02 Agustus 2023
20:25 WIB
Penulis: Annisa Nur Jannah
Editor: Satrio Wicaksono
JAKARTA - Pada 1963, untuk pertama kali Miriam Makeba memberikan kesaksian di Perserikatan Bangsa-Bangsa (PBB). Di hadapan para majelis, Makeba membeberkan segala situasi yang sebenarnya dilakukan rezim apartheid di Afrika Selatan.
Sebuah kebijakan rasialis yang memisahkan ras kulit putih dan kulit hitam secara ketat, terjadi di selatan benua hitam tersebut. Makeba menyebut, penduduk asli tidak pernah merasakan kenikmatan sumber daya alam negaranya sendiri. Parahnya lagi, diasingkan di sebuah wilayah yang diberi nama bantustan atau homeland.

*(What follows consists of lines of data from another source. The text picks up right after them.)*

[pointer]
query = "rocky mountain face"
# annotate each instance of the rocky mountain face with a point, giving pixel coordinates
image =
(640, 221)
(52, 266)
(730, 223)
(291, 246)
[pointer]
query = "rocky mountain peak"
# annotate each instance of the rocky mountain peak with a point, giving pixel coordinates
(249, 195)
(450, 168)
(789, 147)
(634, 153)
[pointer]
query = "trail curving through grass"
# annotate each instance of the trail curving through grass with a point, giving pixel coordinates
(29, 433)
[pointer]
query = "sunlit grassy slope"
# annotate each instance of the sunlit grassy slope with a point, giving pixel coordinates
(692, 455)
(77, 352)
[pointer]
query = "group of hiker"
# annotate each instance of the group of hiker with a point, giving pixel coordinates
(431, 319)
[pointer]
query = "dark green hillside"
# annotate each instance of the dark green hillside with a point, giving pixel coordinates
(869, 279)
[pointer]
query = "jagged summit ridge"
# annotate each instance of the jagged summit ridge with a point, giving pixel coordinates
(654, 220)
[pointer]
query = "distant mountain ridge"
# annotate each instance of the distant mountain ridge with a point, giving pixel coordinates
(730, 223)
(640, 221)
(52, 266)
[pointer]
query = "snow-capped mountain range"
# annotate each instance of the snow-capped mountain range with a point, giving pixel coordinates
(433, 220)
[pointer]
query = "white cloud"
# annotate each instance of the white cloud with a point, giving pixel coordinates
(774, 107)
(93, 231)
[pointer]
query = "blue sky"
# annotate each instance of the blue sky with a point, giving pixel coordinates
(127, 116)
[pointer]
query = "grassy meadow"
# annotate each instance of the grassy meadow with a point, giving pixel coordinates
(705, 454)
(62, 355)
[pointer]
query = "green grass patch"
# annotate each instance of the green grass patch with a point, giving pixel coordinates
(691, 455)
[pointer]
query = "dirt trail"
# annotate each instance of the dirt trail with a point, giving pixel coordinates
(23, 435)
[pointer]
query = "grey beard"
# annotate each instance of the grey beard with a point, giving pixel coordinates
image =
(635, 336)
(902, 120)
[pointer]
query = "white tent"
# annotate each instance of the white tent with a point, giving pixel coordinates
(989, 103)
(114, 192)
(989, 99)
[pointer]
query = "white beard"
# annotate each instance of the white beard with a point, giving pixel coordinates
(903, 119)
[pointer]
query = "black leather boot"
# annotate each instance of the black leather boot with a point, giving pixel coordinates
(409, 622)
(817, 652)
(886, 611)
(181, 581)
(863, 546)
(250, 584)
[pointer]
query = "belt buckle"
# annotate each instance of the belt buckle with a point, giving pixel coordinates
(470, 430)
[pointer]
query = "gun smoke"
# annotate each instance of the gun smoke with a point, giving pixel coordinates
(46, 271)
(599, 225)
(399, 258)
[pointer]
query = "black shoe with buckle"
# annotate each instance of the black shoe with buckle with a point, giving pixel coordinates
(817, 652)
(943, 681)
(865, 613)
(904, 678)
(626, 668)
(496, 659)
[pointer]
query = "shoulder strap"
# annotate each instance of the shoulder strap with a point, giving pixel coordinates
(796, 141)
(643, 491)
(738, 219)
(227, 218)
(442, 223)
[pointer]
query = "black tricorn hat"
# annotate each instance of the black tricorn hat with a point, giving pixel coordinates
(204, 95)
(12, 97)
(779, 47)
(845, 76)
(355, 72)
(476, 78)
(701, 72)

"Saya bertanya kepada Anda dan semua pemimpin dunia: Apakah Anda akan bertindak berbeda, apakah Anda akan diam dan tidak melakukan apa-apa, jika Anda berada di tempat kami? Apakah Anda tidak akan menolak jika Anda tidak diberi hak di negara Anda sendiri, karena warna kulit Anda berbeda dengan para penguasa, dan jika Anda dihukum bahkan karena meminta kesetaraan?" bebernya, seperti dikutip Democraci Now.
Ketegasan itu disampaikan dihadapan sebelas anggota Komite Khusus PBB tentang apartheid. Dalam pidatonya itu, Makeba mendesak negara-negara lain tidak mengirimkan persenjataan yang pada akhirnya digunakan untuk menindas dan melawan kaum wanita dan anak-anak di tanah kelahirannya.
Dan 13 tahun setelahnya, Makeba kembali menyuarakan hal yang sama di persidangan PBB. Saat itu, dia menempatkan diri sebagai 'juru bicara' untuk kaumnya.
Pada kesempatan kedua tersebut, dia benar-benar meminta kepada banyak negara untuk ikut campur tangan menghentikan rentetan tragedi akibat apartheid.
Makeba sangat percaya, rezim apartheid hanya bisa dihentikan dengan intervensi dunia. Sayangnya, apa yang dilakukannya semakin membuat pemerintahan Afrika Selatan semakin geram. Kewarganegaraannya pun dicabut.
Berawal Dari Musik
Beberapa tahun sebelum dia mendapat kesempatan melantangkan suaranya di depan majelis PBB, Makeba adalah seorang penyanyi lokal yang mencoba peruntungan di Amerika Serikat.
Miriam Makeba lahir pada tanggal 4 Maret 1932 di Johannesburg, Afrika Selatan, bernama asli Uzenzile Makeba Qgwashu Nguvama. Dia dibesarkan di lingkungan yang dipengaruhi oleh budaya dan musik Afrika.
Sejak usia muda, dia sudah menunjukkan bakat vokalnya dengan bergabung dengan paduan suara gereja di daerah tempat tinggalnya.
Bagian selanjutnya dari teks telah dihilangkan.